Laser Pulse Attack Resets Passwords on Tangem Crypto Wallet Cards, Bypassing User Authentication
What Happened — Researchers from Ledger’s Donjon team demonstrated that a precisely timed laser pulse aimed at the secure element of a Tangem hardware‑wallet card can force the chip to reset its PIN to any value chosen by the attacker. Once the PIN is reset, the attacker gains full control of the wallet and can transfer the stored cryptocurrency.

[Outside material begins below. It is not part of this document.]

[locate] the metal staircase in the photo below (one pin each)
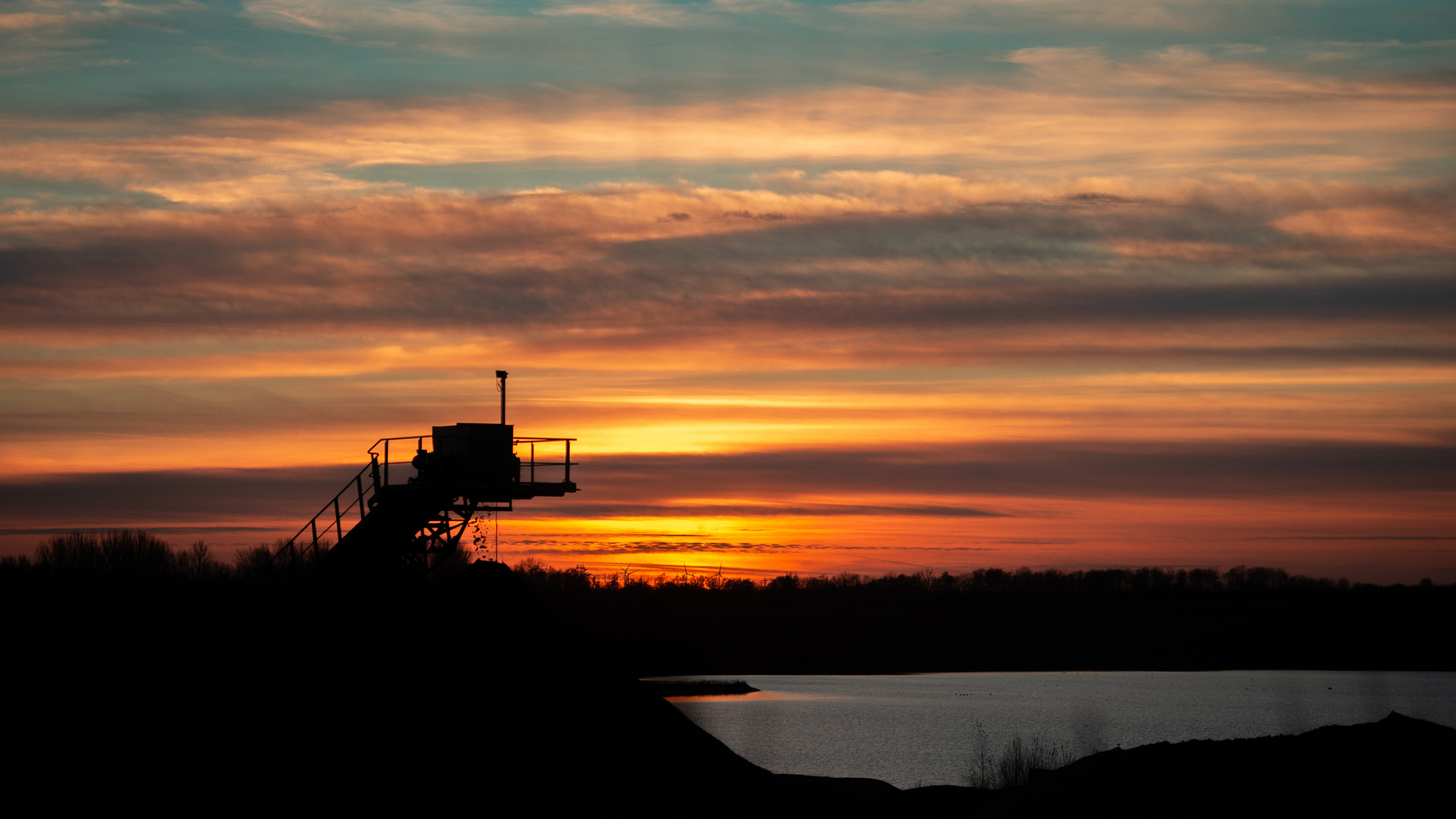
(402, 513)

Why It Matters for Compliance & Audit Readiness
- The scenario illustrates a physical‑layer credential compromise that SOC 2 access‑control criteria (CC6.1, CC6.2) are designed to address through documented control design, monitoring, and evidence of mitigation.
- Continuous‑compliance programs must capture evidence that hardware‑based authentication mechanisms are protected against tampering, and that incident‑response playbooks cover physical‑attack vectors.
- Verisq’s SOC2 Access Controls capability provides audit‑ready evidence of password‑reset controls, hardware‑integrity monitoring, and policy enforcement to satisfy the “Logical and Physical Access Controls” trust criteria.
Who Is Affected — Financial‑services firms, crypto‑asset custodians, and any organization that issues or relies on Tangem‑style hardware wallets for secure key storage.
Recommended Actions
- Map the Tangem hardware‑wallet usage to SOC 2 CC6 controls; verify that physical‑security safeguards (tamper‑evident packaging, secure storage, access logs) are documented and monitored.
- Update your incident‑response plan to include a “hardware‑tampering” playbook, specifying evidence collection (laser‑damage forensic imaging) and escalation procedures.
- Collect continuous evidence of hardware‑integrity checks (e.g., periodic visual inspections, tamper‑sensor logs) to demonstrate control effectiveness during audits.
Source: The Hacker News
Technical Notes
- Attack vector: targeted laser pulse (physical layer) that triggers a fault injection in the secure element, causing a password reset.
- No CVE assigned; the flaw resides in the chip’s lack of protection against focused optical fault injection.
- Data at risk: private keys stored on the wallet, enabling full asset exfiltration.